Molti terapisti tendono a identificarsi eccessivamente con la vittima e ad arrabbiarsi con l'aggressore, con la polizia e a "il sistema". Si aspettano che la vittima sia ugualmente aggressiva anche quando le trasmettono quanto sia impotente, ingiustamente trattata e discriminata. Se "non riesce" a esternare l'aggressività e mostrare assertività, si sentono traditi e delusi.

La maggior parte dei terapisti reagisce con impazienza alla percezione di co-dipendenza, ai messaggi poco chiari e alla relazione on-off della vittima con il suo aguzzino. Tale rifiuto da parte del terapeuta può portare a una conclusione prematura della terapia, molto prima che la vittima imparasse a elaborare la rabbia e ad affrontare la sua bassa autostima e imparasse l'impotenza.

Infine, c'è il problema della sicurezza personale. Alcuni ex amanti ed ex coniugi sono stanieri paranoici e, quindi, pericolosi. Il terapeuta potrebbe anche essere tenuto a testimoniare contro l'autore del reato in un tribunale. I terapeuti sono umani e temono per la propria sicurezza e per quella dei propri cari. Ciò influisce sulla loro capacità di aiutare la vittima.

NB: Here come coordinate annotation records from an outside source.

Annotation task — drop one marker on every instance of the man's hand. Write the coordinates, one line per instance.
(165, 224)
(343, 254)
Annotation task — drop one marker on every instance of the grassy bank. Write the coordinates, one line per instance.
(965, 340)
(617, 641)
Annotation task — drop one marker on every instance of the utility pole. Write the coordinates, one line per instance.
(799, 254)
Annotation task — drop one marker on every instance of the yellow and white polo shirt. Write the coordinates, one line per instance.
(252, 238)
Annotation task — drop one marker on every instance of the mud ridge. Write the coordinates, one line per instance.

Questo non vuol dire che la terapia fallisce invariabilmente. Al contrario, la maggior parte delle alleanze terapeutiche riesce a insegnare alla vittima ad accettare e trasformare le sue emozioni negative in energia positiva e disegnare e attuare con competenza piani realistici di azione evitando le insidie ​​del passato. Una buona terapia sta potenziando e ripristina il senso di controllo della vittima sulla sua vita.

Tuttavia, come dovrebbe la vittima cercare un buon terapista?